Dün, bugün, yarın; geçen yıl, bu yıl, seneye deyip zamanı olay ve gelişmelere göre sıralarız. Zaman denilen bu mefhum üzerinden insanın doğum ve ecelini ‘hayat’ denen bir kalıba dâhil ederiz. Varlık olarak herkes ve her şeyin içine gömülü zaman evrenseldir; ama zamana ilişkin idrak, yaklaşım ve düzenlemeler toplumdan topluma farklı şekil ve seviyelerde ortaya çıkmaktadır. Toplumlar da insan gibi zaman mefhumu içinde yaşar ve yok olurlar.

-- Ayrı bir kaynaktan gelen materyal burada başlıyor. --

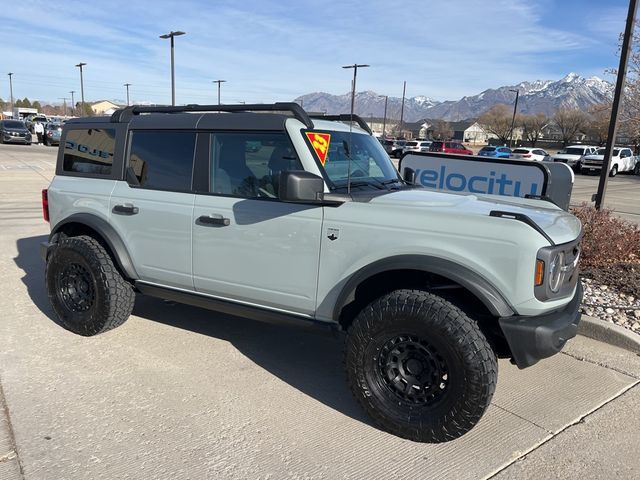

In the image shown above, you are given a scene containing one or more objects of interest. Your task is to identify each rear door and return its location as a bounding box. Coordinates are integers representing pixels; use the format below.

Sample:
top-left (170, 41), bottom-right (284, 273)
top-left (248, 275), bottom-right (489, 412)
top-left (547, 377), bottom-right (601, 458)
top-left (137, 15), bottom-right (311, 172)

top-left (110, 130), bottom-right (196, 290)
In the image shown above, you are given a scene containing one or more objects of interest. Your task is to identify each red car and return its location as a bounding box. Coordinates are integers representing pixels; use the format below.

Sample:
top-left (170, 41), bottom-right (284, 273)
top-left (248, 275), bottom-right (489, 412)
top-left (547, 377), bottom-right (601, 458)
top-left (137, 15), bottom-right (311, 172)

top-left (429, 141), bottom-right (473, 155)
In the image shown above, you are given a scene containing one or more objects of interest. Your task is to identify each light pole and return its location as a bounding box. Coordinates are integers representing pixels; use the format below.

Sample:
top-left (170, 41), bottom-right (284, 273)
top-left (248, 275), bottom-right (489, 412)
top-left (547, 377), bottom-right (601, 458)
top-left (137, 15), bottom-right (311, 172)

top-left (58, 97), bottom-right (67, 117)
top-left (160, 30), bottom-right (185, 105)
top-left (69, 90), bottom-right (76, 115)
top-left (592, 0), bottom-right (638, 210)
top-left (342, 63), bottom-right (371, 117)
top-left (509, 89), bottom-right (520, 148)
top-left (211, 80), bottom-right (226, 105)
top-left (124, 83), bottom-right (131, 107)
top-left (7, 72), bottom-right (13, 118)
top-left (382, 95), bottom-right (389, 138)
top-left (400, 80), bottom-right (407, 138)
top-left (76, 62), bottom-right (86, 115)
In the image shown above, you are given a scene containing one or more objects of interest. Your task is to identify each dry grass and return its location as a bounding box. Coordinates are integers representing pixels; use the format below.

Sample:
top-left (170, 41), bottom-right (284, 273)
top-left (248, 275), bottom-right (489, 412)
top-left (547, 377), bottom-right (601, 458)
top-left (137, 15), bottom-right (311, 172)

top-left (572, 204), bottom-right (640, 269)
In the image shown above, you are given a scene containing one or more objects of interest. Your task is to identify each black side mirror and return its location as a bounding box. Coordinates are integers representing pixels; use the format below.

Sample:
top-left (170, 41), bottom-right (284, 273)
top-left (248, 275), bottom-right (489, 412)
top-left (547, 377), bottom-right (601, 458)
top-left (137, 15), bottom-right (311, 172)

top-left (278, 170), bottom-right (324, 203)
top-left (402, 167), bottom-right (416, 185)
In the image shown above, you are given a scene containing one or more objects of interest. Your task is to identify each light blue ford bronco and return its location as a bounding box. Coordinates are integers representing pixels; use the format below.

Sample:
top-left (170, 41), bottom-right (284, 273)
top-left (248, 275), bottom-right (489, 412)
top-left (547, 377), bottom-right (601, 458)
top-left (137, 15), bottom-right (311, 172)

top-left (42, 103), bottom-right (582, 442)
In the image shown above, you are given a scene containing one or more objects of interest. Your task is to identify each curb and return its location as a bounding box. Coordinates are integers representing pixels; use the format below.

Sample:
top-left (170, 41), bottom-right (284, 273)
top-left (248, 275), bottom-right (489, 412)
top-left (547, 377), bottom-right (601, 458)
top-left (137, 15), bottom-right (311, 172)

top-left (578, 315), bottom-right (640, 354)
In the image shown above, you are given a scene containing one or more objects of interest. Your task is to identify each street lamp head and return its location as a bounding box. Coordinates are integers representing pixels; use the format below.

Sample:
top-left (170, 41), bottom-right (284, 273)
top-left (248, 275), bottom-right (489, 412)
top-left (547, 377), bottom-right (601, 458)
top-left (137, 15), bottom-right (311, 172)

Tarih boyunca toplumlar, zamanı ölçmek ve yaşanılanları bir zaman dilimine göre isimlendirmek, bilmek ve aktarmak için takvim oluşturmuşlar. Her toplum zamanı belli bir kronolojik çerçevede algılamış ve buna göre yaşamıştır. Zamanı ifade eden kronolojik sistemler de, uygun bir kültür ve medeniyet ortamında gelişebilirler. Başlangıcı, ay veya güneşe göre işleyişi, ay sayısı, yılı oluşturan gün sayısı birbirlerinden farklı olan Hicri, Miladi, Rumi, Maya, 12 Hayvanlı, Yaradılış, Olimpiyat, Hükümdar ve Antik Mısır Takvimi gibi değişik isimli takvimler vardır.

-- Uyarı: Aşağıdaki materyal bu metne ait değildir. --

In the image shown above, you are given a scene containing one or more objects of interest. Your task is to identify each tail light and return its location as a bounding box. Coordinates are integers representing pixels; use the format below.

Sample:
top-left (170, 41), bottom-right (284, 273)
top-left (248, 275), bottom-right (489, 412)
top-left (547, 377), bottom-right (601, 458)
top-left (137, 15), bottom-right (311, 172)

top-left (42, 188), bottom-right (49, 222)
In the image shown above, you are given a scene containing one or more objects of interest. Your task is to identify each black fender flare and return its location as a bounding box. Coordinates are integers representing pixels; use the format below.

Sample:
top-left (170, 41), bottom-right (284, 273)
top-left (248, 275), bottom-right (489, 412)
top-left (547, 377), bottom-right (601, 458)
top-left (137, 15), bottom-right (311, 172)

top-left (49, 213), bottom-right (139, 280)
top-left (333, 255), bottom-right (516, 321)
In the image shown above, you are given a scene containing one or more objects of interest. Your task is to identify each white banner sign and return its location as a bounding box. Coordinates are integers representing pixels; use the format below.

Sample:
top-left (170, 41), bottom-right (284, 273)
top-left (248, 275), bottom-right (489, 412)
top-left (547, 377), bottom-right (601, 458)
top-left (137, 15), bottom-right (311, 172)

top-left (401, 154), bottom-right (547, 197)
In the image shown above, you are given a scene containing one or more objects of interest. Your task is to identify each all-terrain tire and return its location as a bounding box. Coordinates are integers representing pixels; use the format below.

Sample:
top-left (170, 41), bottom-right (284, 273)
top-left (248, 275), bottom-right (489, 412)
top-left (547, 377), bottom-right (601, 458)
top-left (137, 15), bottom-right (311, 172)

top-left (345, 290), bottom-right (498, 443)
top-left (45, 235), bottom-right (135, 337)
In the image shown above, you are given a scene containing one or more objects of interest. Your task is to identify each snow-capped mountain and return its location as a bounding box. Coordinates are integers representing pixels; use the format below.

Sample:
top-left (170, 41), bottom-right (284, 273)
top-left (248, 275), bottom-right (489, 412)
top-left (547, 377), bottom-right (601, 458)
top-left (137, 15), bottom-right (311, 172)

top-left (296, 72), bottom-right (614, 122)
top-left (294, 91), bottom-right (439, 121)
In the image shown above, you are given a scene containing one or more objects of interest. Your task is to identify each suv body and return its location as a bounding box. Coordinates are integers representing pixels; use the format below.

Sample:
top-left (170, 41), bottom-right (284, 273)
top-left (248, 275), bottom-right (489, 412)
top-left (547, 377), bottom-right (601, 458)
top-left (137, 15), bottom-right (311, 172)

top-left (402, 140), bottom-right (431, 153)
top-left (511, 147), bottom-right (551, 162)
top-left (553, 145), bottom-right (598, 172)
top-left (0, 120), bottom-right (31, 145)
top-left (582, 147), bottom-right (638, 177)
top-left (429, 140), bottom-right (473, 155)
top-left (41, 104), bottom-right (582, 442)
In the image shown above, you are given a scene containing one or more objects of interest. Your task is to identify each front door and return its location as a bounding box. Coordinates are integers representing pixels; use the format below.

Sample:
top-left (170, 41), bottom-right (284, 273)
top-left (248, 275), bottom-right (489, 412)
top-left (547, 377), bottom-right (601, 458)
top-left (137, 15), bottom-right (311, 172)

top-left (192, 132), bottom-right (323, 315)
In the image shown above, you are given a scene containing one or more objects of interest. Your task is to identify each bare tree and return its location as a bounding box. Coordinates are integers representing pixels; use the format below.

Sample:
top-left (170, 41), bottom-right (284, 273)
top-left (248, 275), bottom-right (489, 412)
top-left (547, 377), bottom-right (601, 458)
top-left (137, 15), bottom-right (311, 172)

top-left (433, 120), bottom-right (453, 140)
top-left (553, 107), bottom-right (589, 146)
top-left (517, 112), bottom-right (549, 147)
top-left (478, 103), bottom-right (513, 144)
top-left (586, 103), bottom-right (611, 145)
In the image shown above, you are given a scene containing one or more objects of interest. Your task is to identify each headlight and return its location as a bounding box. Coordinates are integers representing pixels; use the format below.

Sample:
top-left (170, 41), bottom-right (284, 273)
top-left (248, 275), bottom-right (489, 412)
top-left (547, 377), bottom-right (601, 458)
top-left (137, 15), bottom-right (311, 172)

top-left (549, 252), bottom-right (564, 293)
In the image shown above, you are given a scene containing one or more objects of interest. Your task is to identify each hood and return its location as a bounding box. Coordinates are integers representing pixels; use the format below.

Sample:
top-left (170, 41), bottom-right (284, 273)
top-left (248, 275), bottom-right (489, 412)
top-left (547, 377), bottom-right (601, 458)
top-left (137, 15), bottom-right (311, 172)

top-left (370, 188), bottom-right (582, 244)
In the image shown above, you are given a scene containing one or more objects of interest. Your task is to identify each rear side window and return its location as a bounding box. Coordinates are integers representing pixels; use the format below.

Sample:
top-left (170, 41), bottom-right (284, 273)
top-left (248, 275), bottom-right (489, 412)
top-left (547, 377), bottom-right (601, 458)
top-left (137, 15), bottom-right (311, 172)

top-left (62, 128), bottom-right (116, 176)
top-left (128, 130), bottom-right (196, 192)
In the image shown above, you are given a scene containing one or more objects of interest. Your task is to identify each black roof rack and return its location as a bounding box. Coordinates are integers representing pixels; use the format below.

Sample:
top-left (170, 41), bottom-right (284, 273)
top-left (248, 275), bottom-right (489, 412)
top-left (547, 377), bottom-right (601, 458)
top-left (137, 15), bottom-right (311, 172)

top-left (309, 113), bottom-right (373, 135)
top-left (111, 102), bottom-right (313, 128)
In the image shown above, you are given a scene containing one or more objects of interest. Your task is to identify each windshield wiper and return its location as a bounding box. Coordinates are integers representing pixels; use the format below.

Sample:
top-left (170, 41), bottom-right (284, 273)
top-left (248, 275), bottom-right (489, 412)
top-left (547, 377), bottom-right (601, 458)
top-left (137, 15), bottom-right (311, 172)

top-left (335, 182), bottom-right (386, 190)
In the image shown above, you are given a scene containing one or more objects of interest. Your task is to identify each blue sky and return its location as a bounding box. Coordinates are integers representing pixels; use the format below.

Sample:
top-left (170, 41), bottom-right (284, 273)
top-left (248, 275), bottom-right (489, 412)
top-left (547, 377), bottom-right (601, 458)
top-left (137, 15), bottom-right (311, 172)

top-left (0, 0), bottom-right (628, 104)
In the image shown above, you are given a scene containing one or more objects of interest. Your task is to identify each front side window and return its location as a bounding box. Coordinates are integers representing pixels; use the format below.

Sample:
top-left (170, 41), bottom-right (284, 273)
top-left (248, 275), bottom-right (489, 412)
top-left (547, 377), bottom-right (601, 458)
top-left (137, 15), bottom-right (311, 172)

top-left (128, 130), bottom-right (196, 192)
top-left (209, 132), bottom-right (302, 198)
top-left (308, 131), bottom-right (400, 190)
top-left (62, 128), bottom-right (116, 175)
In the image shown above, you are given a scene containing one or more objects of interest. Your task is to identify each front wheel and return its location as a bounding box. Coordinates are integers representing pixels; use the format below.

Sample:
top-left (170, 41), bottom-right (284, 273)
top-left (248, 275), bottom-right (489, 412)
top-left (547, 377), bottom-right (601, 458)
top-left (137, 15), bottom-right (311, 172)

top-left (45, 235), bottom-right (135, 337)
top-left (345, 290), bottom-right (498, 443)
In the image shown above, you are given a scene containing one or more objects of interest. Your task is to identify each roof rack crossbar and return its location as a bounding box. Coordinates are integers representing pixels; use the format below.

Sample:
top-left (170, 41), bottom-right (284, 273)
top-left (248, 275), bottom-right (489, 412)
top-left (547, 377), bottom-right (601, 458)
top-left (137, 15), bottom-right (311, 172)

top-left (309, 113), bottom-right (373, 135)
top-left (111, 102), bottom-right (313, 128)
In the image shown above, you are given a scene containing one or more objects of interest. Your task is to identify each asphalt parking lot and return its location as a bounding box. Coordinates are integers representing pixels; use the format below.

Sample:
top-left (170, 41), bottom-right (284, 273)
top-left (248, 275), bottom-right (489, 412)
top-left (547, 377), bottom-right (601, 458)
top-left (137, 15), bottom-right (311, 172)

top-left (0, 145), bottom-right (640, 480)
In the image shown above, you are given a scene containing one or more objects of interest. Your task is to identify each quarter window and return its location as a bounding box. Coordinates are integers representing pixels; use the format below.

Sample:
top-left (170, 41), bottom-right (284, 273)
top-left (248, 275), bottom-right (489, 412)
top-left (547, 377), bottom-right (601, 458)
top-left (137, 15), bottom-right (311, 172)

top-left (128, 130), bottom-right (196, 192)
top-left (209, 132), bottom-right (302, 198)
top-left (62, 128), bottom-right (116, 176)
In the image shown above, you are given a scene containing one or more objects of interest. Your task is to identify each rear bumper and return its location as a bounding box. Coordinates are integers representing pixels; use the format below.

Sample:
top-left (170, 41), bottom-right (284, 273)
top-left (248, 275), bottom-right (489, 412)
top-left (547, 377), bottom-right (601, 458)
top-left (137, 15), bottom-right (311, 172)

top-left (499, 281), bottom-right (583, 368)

İnsanın zamanla ilişkili ve zamanın oğlu olduğu bilinci; insan, hayat ve toplumu bir düzen bütünlüğünde algılamaya götürür. Bu durum kâinattaki ahenk, denge, sosyal düzen, doğal, insani ve dünyevi olaylar ve daha birçok durum arasındaki ilgi ve ilişkinin uyumunu sağlar. Bu algı zaman üzerinden insanın tanrısal olanı düşünmesine de kapı aralar. Vahiy kaynaklı, ilkel veya ideolojik tabanlı dinler ilk günden zaman konusuna ilgi duymuş, zamana bir kutsallık biçmiş, zamanı övmüş; bazen de zamandan korkmuş, zamana lanet etmiş ve zamana karşı olumsuz bir tavır geliştirmiştir.
İnsanlık ilk günden dünya arenasında hastalık, savaş, fakirlik, sel, deprem ve yangın gibi çeşitli afetlerle karşılaşmıştır. Bu, bugün de böyledir; ama insanoğlu çoğunlukla olumsuz ve musibet ağırlıklı bu sınanmaları farklı anlamış, değerlendirmiştir. Bu musibetler ve felaketleri aşmaya veya bunlardan önceden haberdar olmaya çalışmış. Bununla ilgili kehanetler üretilmiştir. Son günlerde özellikle Maya Takvimi kaynaklı kıyamet senaryoları ve 2020 yılına mal edilen spekülasyonlar bu tür yaklaşım ve kehanetlerin belirgin bir örneğidir.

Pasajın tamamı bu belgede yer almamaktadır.